Para manter o ritmo de crescimento, a estratégia da companhia passa por investimentos em pesquisa e no lançamento de novos produtos, seja com foco nas operadoras de telecomunicações, no mercado corporativo ou no usuário final. Com 14 centros de P&D já instalados e uma joint venture (com a Nokia Siemens) para um centro de inovação, a empresa busca também parcerias com operadoras ou indústrias (já tem acordos nesse sentido com empresas como IBM, HP, Symantec e Motorola, entre outras). Ross Gan explicou que a filosofia da empresa é discutir com as operadoras a inovação para focar nos investimentos, o que pode resultar em parcerias ou até na instalação de um novo centro de pesquisa e desenvolvimento. "Quero dizer que, operacionalmente, a questão se vai instalar ou não um centro na América Latina tem que estar alinhada com as nossas oportunidades no mercado. E, definitivamente, o Brasil é um grande e importante mercado para nós e isto está sendo discutido com os stake holders, mas, de que forma isso vai evoluir ainda é pré-maturo dizer", afirmou o executivo. Ele explicou que os centros de P&D podem ser instalados em parceria com operadoras ou com institutos de pesquisa. "Isso varia de mercado a mercado e, no caso do Brasil, essa discussão está na pauta", reafirmou.

No caso da joint entre a Huawei e Nokia Siemens, por exemplo, um dos focos de inovação foi no desenvolvimento da tecnologia para atender a China Mobile, que adotou o padrão TD-SCDMA (Time Division-Spatial Code Division Multiple Acces) para a rede 3G. Segundo o diretor de Wireless da Huawei, Xingang Lu, a joint responde por 25% da rede da China Mobile, instalada no ano passado e em fase de otimização. A China Mobile foi a única operadora a adotar esse padrão no país para a 3G. A China Telecom optou pelo WCDMA e a China Unicom pelo CDMA EVDO.
 
Os 14 centros de P&D da Huawei em funcionamento estão instalados, em sua maioria, na Ásia (oito unidades), na Europa existem três e na América do Norte outros três. Em Xangai, funciona um centro de P&D para wireless (em fase de ampliação) e, em Pequim, um centro dedicado a pesquisa e desenvolvimento na área de dados. A companhia mantém 29 centros de suporte técnico espalhados pelo mundo e fabrica seus próprios semicondutores no Vale do Sílicio, nos Estados Unidos.

Crescimento em serviços

Com apenas 21 anos, e há dez no mercado externo, os planos da Huawei são de continuar crescendo independente da crise.

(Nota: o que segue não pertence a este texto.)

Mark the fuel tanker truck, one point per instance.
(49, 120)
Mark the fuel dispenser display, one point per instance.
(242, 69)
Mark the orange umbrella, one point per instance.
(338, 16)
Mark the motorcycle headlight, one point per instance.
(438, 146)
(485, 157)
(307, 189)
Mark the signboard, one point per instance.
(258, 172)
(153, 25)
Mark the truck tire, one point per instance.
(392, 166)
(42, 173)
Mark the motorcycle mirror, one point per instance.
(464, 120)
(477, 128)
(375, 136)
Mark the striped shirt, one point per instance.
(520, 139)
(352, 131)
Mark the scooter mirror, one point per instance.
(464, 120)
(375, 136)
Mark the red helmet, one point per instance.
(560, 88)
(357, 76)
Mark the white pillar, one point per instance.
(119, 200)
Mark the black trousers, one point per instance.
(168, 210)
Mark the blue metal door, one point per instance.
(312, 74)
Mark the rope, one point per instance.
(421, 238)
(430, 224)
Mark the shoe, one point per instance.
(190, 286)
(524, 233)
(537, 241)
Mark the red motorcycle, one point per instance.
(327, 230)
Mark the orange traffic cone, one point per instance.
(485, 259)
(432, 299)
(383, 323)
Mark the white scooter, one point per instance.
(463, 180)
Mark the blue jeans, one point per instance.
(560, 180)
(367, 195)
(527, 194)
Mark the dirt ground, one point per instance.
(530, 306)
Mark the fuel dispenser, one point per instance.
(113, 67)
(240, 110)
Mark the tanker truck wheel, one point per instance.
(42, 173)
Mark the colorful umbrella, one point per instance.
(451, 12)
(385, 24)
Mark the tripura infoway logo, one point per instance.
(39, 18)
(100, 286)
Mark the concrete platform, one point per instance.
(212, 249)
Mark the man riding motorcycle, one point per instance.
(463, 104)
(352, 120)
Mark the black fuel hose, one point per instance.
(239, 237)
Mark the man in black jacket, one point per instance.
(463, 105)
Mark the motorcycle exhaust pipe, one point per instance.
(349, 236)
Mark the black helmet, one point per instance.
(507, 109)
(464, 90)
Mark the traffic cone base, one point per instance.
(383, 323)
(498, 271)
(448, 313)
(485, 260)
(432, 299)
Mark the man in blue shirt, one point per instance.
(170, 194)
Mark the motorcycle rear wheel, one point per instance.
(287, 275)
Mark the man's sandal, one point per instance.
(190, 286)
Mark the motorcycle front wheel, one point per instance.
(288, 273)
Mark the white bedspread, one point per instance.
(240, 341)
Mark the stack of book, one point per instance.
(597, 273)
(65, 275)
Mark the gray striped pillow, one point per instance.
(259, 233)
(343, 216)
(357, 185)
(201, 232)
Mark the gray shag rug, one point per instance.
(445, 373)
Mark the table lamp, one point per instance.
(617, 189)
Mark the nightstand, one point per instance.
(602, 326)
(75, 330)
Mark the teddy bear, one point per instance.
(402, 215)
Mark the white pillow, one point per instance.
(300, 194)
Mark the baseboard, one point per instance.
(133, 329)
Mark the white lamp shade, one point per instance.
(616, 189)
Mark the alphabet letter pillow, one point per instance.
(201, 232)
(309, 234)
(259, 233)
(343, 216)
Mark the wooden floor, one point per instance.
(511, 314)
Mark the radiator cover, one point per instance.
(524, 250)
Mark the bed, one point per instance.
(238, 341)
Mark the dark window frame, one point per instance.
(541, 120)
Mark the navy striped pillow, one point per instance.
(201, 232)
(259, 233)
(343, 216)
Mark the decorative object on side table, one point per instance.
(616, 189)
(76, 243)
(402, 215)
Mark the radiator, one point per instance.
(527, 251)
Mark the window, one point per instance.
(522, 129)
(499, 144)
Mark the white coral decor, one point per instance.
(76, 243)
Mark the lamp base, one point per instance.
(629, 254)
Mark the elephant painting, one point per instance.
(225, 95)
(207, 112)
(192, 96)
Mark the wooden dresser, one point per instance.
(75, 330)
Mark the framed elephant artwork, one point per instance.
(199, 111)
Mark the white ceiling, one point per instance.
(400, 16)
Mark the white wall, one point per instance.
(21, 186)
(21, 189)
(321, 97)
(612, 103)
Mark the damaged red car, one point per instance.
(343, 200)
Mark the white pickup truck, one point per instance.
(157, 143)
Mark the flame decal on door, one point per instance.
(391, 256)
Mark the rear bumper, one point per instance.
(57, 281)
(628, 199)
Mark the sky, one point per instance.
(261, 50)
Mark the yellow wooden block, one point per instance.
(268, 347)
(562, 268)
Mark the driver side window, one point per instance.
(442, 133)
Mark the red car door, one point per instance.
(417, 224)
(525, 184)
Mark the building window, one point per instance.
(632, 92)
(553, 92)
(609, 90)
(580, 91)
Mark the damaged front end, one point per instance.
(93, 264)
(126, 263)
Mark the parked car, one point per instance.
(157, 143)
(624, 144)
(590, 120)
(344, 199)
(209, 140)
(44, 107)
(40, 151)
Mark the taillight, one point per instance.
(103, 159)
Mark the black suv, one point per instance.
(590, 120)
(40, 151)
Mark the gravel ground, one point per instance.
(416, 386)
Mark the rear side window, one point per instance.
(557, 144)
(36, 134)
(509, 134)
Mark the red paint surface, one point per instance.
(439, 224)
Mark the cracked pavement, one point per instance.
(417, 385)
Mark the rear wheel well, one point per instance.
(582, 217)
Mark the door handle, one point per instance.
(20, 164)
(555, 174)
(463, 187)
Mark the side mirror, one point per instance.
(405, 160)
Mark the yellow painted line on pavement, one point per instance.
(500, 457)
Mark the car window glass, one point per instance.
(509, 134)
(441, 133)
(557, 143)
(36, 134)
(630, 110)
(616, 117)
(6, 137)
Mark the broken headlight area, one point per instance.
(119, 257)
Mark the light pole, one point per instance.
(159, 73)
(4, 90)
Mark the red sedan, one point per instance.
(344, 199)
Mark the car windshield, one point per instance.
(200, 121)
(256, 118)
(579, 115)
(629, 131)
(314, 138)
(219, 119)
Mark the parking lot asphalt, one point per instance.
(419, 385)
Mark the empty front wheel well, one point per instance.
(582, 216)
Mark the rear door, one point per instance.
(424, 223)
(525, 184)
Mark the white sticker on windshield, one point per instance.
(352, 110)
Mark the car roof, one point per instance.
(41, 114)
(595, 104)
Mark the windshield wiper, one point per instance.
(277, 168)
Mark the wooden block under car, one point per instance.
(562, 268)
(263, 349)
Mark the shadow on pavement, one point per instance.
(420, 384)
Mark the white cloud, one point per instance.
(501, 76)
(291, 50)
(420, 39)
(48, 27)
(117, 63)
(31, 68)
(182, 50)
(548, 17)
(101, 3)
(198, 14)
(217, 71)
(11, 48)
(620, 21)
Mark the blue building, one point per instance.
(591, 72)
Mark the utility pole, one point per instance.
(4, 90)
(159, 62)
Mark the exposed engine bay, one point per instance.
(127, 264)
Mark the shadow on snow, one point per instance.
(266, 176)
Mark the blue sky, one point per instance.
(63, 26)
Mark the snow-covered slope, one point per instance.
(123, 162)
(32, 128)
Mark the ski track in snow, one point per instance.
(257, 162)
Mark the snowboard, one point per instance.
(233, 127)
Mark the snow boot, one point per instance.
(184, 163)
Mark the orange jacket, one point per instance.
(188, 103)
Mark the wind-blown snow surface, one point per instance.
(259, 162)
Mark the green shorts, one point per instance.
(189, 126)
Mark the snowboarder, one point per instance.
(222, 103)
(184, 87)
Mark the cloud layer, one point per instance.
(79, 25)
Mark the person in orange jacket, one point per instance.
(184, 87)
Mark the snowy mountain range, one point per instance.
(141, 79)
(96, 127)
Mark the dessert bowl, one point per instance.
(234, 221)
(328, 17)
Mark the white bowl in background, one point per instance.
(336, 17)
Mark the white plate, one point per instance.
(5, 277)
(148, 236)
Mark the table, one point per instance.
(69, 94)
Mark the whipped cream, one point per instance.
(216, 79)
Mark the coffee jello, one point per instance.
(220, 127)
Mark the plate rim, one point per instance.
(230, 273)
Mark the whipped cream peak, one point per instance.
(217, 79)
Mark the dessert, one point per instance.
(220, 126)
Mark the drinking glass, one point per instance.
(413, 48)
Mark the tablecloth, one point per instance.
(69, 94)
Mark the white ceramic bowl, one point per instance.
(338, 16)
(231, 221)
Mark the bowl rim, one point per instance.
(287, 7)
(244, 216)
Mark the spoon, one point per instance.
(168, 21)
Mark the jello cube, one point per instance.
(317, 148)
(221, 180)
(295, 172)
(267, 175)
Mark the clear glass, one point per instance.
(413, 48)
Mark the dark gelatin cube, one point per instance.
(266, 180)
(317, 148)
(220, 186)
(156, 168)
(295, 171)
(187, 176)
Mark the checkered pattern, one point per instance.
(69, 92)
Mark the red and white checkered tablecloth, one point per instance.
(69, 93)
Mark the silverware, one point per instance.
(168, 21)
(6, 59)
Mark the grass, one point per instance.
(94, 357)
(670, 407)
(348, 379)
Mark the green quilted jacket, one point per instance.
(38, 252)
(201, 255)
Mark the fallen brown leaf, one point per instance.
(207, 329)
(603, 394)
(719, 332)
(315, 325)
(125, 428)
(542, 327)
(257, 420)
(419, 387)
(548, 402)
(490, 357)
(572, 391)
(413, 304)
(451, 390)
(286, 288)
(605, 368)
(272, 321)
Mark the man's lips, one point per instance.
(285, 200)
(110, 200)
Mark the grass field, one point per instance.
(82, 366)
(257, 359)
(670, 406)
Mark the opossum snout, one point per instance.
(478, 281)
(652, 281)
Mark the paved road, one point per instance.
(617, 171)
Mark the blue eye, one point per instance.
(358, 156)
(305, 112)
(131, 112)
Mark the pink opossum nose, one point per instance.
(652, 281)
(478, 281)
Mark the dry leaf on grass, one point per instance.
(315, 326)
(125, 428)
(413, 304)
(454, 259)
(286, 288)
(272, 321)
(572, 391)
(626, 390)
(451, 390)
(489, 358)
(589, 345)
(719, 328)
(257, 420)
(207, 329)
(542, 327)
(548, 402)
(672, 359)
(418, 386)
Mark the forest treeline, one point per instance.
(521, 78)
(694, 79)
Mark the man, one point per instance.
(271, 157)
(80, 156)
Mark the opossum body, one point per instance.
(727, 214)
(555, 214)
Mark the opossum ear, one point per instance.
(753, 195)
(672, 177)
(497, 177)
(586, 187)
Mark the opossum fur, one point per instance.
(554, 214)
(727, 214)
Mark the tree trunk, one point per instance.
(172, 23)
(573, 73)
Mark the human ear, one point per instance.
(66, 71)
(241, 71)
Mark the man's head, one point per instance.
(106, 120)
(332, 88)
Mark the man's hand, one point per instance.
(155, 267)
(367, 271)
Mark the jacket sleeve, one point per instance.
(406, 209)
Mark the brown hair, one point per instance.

Além de manter os investimentos em P&D, cerca de 10% de seu faturamento anual vão para pesquisa, a estratégia visa também crescimento em serviços. Segundo Ross Gan, 70% da receita da companhia ainda vem de equipamentos para infraestrutura e apenas 30% de serviços, mas a tendência é de aumentar os negócios com serviços.

A empresa está organizada em quatro áreas principais: infraestrutura, software, serviços e terminais e, apesar do peso de infraestrutura na composição da receita, já há um "reconhecimento dentro da Huawei de que serviços serão um importante fator de crescimento", comenta Ross. "Eu não tenho um número específico, mas esperamos crescimento em serviços e software no médio prazo", diz ele. O Brasil deve seguir essa tendência. No ano passado, o faturamento da unidade brasileira foi de US$ 1 bilhão e os negócios foram impulsionados pela expansão das redes 3G, com a venda de estações radiobase. A fabricante trouxe para o mercado um modelo de ERB que chama de estação distribuída (instalada em duas partes, o equipamento se diferencia também por usar fibra ao invés de cabo coaxial na conexão). No auge da expansão das redes 3G no país, a Huawei instalou mais de 12 mil desses sites. Segundo a empresa, o modelo gera economia de 80% de energia e 75% de espaço, contribuindo para a redução do custo total de operação.

Além das ERBs, a fabricante teve bom desempenho também na venda de equipamentos para banda larga fixa no país, atingindo uma participação de 54% no mercado de xDSL, em 2008, e dominou o mercado brasileiro de modens 3G, com 70% das vendas.

* A jornalista viajou a convite da Huawei.